Truveta is looking to advance the use of large language models (LLMs) in healthcare data analysis by evaluating their performance in extracting data from unstructured clinical documentation, validating the accuracy and consistency of that data, and developing tools for customers to use this extracted data in their scientific studies.
Requirements
- Strong programming skills in R and SQL; experience with Python, PySpark, or Databricks a plus.
- Proven expertise in working with structured health data using medical ontologies such as ICD-10, CPT, NDC, LOINC, SNOMED CT, and RxNorm.
- Experience with statistical methods to evaluate: Performance metrics such as precision, recall, F1 score, Agreement and Reliability, Error and Bias, Robustness
- Experience supporting regulatory-grade Real World Evidence (RWE), Health Outcomes, or payer-facing studies.
- Exposure to clinical phenotyping, NLP, or unstructured data integration.
- Ability to translate statistical output into clinically meaningful insight.

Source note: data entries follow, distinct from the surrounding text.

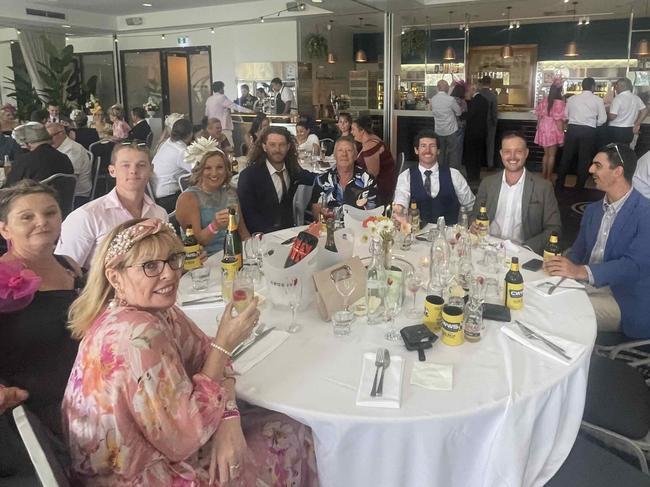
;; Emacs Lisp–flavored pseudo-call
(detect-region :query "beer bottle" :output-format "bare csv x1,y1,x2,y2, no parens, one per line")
223,208,242,270
476,201,490,237
409,201,420,233
544,232,561,261
183,225,201,271
505,257,524,309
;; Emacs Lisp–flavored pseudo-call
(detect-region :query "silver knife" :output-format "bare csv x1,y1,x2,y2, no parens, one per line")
232,326,275,361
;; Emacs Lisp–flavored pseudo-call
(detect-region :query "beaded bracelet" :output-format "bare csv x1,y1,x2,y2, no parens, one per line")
210,342,232,358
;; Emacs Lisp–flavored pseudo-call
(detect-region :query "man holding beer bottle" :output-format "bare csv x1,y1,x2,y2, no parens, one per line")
544,144,650,338
472,132,562,254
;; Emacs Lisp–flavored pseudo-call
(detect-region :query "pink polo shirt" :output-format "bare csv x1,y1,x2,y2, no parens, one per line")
54,189,169,269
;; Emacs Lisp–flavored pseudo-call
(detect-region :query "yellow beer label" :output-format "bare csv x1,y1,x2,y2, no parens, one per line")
506,282,524,309
183,244,201,271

- 7+ years of applied statistical experience with EHR and/or claims data (e.g., Optum, MarketScan, Flatiron, Epic, Oracle Health (formerly Cerner), CMS).
Responsibilities
- Lead the design and execution of statistical evaluation strategies for Truveta’s AI and clinical models, ensuring rigor and reproducibility.

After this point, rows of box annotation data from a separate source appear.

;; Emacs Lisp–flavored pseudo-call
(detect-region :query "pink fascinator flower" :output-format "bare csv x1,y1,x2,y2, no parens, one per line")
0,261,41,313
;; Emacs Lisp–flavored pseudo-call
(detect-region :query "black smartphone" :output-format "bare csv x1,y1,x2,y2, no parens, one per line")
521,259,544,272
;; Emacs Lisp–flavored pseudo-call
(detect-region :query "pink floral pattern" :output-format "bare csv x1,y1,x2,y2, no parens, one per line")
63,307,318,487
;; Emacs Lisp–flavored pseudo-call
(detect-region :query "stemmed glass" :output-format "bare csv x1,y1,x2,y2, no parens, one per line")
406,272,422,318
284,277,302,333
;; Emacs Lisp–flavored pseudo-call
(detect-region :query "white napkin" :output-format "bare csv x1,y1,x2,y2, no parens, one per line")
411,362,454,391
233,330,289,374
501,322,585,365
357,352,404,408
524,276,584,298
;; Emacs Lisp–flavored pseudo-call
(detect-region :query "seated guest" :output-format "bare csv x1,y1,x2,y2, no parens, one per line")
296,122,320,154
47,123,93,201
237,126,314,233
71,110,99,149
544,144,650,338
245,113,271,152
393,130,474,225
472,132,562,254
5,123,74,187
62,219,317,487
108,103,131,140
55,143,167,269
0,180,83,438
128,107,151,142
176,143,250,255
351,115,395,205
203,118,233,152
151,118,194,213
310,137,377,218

- Develop and apply advanced statistical methods to evaluate model performance, calibration, generalizability, and bias, especially in the context of real-world data (RWD).
- Guide the use of observational study designs and causal inference techniques to strengthen model evaluation using RWD.
- Partner closely with clinical, data science, and product teams to define evaluation criteria that align with clinical relevance, patient outcomes, and regulatory standards.
- Provide expertise on data quality, missingness, confounding, and heterogeneity in RWD to ensure robust evidence generation.
- Communicate statistical insights and evaluation results effectively to technical teams, clinicians, external stakeholders, and research collaborators, influencing model improvement, validation, and adoption.
- Stay current with evolving best practices in biostatistics, machine learning evaluation, and RWD methodologies, and mentor teams on their application.
Other
- Master’s or Ph.D. in Biostatistics, Mathematics, Epidemiology, Health Economics, Data Science, or related field.
- Strong communication skills (written and verbal)
- Proactive communicator, comfortable working across teams and customers.
- Strong documentation habits and commitment to reproducibility.
- All applicants must be authorized to work in the United States for any employer as we are unable to sponsor work visas or permits (e.g. F-1 OPT, H1-B) at this time.